United States v. Glenn L. Nelson

29 F.3d 261, 1994 U.S. App. LEXIS 16588, 1994 WL 314339
CourtCourt of Appeals for the Seventh Circuit
DecidedJuly 1, 1994
Docket93-3428
StatusPublished
Cited by6 cases

This text of 29 F.3d 261 (United States v. Glenn L. Nelson) is published on Counsel Stack Legal Research, covering Court of Appeals for the Seventh Circuit primary law. Counsel Stack provides free access to over 12 million legal documents including statutes, case law, regulations, and constitutions.

Bluebook
United States v. Glenn L. Nelson, 29 F.3d 261, 1994 U.S. App. LEXIS 16588, 1994 WL 314339 (7th Cir. 1994).

Opinion

FAIRCHILD, Circuit Judge.

Appellant Glenn L. Nelson (“Nelson”) pled guilty to one count of mail fraud in violation of 18 U.S.C. § 1341. He appeals the sentence imposed by the district court. We affirm.

I. BACKGROUND

The information alleged that from April 1990 to April 1991, Nelson “having devised a scheme to defraud and to obtain money and property by means of false and fraudulent pretenses and representations and for the purpose of executing this scheme, knowingly caused mail matter to be placed in the mail and delivered by the United States Postal Service-” During that time period, Nelson operated the Horizon Insurance Agency, and was licensed to sell various types of insurance.

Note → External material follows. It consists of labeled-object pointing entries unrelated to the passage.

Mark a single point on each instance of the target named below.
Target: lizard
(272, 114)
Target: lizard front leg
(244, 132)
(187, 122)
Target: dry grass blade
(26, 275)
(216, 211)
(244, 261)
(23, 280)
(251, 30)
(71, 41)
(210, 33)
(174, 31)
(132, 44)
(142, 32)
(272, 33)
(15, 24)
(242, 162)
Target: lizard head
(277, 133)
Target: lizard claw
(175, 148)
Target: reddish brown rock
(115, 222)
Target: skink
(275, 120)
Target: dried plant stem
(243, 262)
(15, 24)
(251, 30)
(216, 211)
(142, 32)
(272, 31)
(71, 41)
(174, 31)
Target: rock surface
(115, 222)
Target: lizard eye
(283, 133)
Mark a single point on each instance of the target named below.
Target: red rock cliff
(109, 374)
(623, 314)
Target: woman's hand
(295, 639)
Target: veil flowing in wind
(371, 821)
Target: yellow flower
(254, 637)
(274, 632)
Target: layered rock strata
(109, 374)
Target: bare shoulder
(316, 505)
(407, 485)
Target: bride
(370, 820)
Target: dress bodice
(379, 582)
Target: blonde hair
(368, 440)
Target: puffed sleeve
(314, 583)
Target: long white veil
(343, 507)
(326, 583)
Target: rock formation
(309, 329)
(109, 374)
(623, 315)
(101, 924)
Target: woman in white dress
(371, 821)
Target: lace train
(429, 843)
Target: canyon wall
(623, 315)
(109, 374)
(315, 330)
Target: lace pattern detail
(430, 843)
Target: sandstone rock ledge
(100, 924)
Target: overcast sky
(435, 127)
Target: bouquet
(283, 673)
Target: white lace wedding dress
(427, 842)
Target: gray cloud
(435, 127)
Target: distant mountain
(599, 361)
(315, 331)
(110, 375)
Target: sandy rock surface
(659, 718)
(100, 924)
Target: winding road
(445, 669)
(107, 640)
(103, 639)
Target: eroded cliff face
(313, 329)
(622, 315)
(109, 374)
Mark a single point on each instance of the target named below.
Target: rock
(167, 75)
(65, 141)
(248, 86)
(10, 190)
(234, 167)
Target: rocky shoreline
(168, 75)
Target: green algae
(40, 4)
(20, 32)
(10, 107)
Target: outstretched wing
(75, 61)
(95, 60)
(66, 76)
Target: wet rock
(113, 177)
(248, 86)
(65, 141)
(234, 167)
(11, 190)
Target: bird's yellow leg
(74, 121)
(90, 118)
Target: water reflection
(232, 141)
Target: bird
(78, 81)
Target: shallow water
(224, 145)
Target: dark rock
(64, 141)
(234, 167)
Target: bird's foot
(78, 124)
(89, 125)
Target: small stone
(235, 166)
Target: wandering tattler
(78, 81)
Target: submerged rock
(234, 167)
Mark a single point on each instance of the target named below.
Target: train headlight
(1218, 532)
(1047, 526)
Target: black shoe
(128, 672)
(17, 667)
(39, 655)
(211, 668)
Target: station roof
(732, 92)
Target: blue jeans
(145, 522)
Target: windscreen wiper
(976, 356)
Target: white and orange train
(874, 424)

From 1988 through 1990, Nelson collected premiums but failed to obtain coverage for three client companies. Nelson attempted to pay claims himself, but could not keep up the payments for one company. Nelson subsequently refunded the premiums paid by the companies, and agreed to revocation of his license to sell insurance, effective January 1992.

Nelson pled guilty to the one-count information. The district court imposed a two-level increase in Nelson’s offense level, resulting in an offense level of 12; the applicable sentencing guideline range was ten to sixteen months. The district court imposed a ten-month sentence of imprisonment.

II. DISCUSSION

This court reviews the district court’s interpretation of the Sentencing Guidelines de novo. United States v. Gaines, 7 F.3d 101, 103 (7th Cir.1993).

A. Application of § 3B1.3

Nelson • contends that the district court erred when it enhanced his offense level by two levels pursuant to § 3B1.3 of the Sentencing Guidelines (“Abuse of Position of Trust or Use of Special Skill”). That section provides for a two-level increase in offense level “[i]f the defendant abused a position of public or private trust, or used a special skill, in a manner that significantly facilitated the commission or concealment of the offense -” Nelson argues that the Sentencing Commission did not intend § 3B1.3 to apply to a defendant who acted alone.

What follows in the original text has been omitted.